Estudo mostra condições de trabalho de estrangeiros com idade entre 15 e 30 anos
Em comparação aos jovens italianos da mesma faixa etária, os estrangeiros que vivem na Itália são mais ativos no mercado de trabalho, menos desempregados, mantêm contratos mais estáveis e trabalham perto de casa. Por outro lado, têm um salário mais baixo.
O perfil do jovem trabalhador estrangeiro foi traçado pelo novo estudo da Fundação Leone Moressa.
Segundo o estudo, 455 mil jovens estrangeiros trabalham na Itália: ou seja, 14,2% dos trabalhadores com idade entre 15 a 30 anos. Já o número de desempregados gira em torno a 100 mil pessoas, o que representa 11,8% de todos os desempregados nessa faixa etária.
Os jovens trabalhadores estrangeiros vém principalmente da Europa Oriental: 31% da Romênia, 16,6% da Albânia e 3,5% da Moldávia. Os demais países de proveniência são Marrocos (6,1%), Filipinas (3,3%), e China (3,1%).
O estudo mostra ainda que os jovens estrangeiros, além de serem mais ativos no mercado de trabalho, apresentam níveis mais elevados de emprego do que os italianos e as taxas de desemprego entre eles são mais baixas (17,2% contra 20,4%). Além disso, os estrangeiros desempregados tendem a encontrar trabalho mais rapidamente do que os italianos (em média o período de desemprego para os jovens imigrantes é de pouco mais de um ano).

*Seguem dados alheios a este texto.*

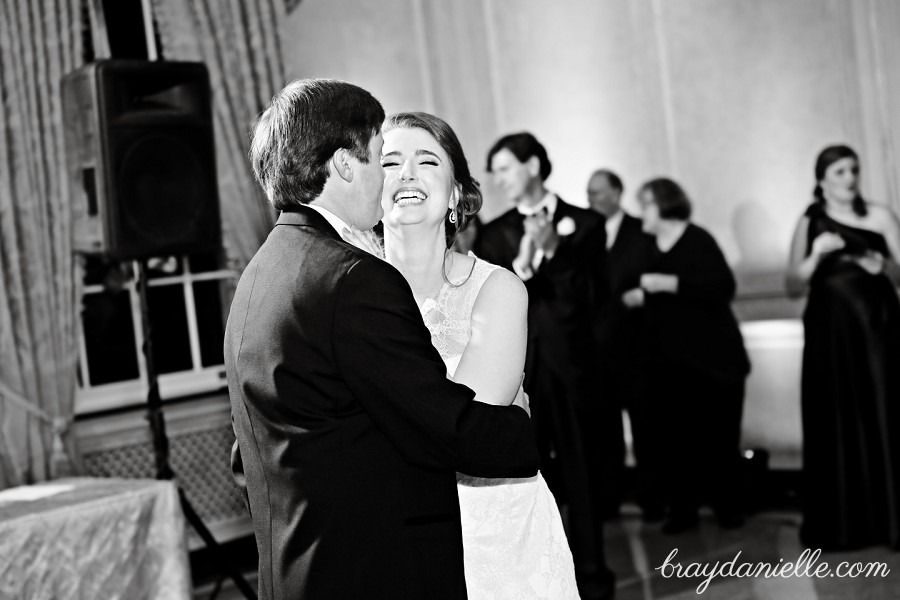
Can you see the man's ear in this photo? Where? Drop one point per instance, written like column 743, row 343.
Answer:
column 533, row 165
column 340, row 163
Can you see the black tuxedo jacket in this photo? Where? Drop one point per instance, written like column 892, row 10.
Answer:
column 349, row 434
column 618, row 327
column 565, row 292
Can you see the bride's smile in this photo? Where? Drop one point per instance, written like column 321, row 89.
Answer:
column 418, row 179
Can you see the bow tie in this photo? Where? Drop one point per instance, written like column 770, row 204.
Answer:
column 530, row 211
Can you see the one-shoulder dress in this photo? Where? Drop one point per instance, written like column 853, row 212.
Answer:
column 850, row 396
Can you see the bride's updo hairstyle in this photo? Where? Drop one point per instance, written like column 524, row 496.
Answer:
column 469, row 191
column 828, row 157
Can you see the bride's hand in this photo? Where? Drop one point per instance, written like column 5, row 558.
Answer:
column 364, row 240
column 873, row 262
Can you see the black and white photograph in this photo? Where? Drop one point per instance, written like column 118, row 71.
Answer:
column 450, row 299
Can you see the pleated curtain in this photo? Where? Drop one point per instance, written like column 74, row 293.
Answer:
column 240, row 44
column 40, row 41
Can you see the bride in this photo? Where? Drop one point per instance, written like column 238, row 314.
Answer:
column 513, row 539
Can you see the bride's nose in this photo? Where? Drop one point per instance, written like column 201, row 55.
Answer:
column 407, row 171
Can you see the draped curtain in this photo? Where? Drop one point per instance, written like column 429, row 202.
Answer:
column 240, row 43
column 40, row 41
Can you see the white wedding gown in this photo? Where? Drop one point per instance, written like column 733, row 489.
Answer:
column 513, row 538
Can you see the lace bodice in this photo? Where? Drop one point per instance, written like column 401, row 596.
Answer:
column 514, row 544
column 449, row 316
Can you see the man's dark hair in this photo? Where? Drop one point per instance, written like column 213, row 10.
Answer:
column 670, row 199
column 615, row 182
column 305, row 124
column 523, row 146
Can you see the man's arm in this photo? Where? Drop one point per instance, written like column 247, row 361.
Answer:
column 384, row 352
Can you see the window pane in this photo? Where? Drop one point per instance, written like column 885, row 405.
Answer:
column 201, row 263
column 168, row 323
column 208, row 301
column 100, row 270
column 109, row 338
column 164, row 266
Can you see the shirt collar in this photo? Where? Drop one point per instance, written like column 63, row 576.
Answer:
column 548, row 203
column 333, row 220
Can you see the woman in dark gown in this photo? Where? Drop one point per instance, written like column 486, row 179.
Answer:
column 695, row 361
column 844, row 252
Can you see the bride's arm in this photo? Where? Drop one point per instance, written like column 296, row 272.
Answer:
column 494, row 358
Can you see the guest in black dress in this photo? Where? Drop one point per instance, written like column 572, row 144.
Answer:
column 696, row 363
column 845, row 253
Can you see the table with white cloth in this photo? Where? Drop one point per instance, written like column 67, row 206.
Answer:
column 93, row 539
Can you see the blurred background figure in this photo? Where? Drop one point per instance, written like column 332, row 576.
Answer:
column 559, row 251
column 844, row 253
column 695, row 361
column 465, row 238
column 617, row 329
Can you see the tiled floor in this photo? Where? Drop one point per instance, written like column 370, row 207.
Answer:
column 634, row 550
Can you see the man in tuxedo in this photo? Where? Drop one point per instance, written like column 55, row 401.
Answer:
column 559, row 251
column 349, row 434
column 618, row 361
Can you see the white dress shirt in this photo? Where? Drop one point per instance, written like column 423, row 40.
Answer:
column 333, row 220
column 612, row 228
column 548, row 203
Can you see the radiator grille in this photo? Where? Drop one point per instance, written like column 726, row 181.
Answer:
column 200, row 460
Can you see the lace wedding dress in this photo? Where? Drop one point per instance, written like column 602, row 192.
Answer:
column 514, row 543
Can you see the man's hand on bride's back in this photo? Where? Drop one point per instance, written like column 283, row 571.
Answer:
column 522, row 400
column 364, row 240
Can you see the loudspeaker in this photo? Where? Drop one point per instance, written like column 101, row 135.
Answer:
column 141, row 158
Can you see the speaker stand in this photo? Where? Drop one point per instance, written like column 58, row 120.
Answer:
column 161, row 447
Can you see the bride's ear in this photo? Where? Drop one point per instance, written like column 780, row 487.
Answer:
column 454, row 198
column 340, row 164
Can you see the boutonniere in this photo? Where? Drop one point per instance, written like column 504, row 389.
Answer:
column 566, row 226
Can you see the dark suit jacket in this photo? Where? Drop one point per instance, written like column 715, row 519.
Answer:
column 566, row 290
column 695, row 327
column 618, row 327
column 349, row 434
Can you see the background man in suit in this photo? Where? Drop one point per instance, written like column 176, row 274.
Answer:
column 349, row 434
column 618, row 360
column 559, row 251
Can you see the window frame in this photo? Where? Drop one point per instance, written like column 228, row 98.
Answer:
column 133, row 392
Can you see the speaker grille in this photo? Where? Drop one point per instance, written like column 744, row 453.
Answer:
column 164, row 190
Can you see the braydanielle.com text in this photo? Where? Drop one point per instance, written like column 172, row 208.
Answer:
column 804, row 567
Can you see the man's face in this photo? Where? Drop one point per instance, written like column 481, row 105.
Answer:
column 602, row 197
column 369, row 180
column 510, row 175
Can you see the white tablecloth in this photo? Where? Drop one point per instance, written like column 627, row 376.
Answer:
column 93, row 539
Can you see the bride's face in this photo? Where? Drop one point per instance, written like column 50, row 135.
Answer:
column 418, row 178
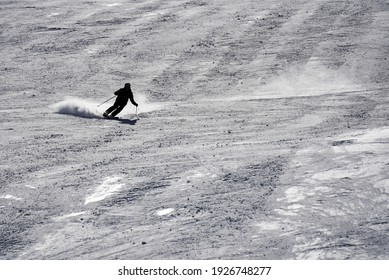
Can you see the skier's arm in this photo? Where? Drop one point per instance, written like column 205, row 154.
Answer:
column 132, row 99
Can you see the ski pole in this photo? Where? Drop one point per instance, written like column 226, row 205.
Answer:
column 105, row 101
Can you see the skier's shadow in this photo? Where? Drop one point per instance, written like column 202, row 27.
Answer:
column 128, row 121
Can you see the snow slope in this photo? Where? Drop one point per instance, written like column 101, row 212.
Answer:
column 263, row 130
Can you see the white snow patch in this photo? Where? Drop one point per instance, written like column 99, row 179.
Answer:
column 109, row 187
column 165, row 212
column 53, row 15
column 8, row 196
column 77, row 107
column 374, row 135
column 60, row 218
column 271, row 225
column 113, row 5
column 383, row 186
column 295, row 194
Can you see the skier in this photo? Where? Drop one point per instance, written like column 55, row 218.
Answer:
column 123, row 95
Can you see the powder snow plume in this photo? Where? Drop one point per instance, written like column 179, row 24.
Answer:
column 77, row 107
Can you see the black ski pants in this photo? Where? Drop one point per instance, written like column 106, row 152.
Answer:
column 117, row 107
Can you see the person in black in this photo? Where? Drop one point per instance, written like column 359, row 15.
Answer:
column 123, row 95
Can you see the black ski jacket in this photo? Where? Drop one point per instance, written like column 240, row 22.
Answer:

Comparado aos italianos, os imigrantes apresentam níveis de escolaridade médio-baixos, exercem profissões menos qualificadas e recebem salários mais baixos: 939 euros líquidos por mês, 70 euros a menos que os jovens italianos, e têm horários de trabalho menos favorecidos. Embora a maioria dos trabalhadores imigrantes não tenha o diploma de ensino médio, 36% têm um título de estudo mais elevado que o exigido pela atividade que realiza.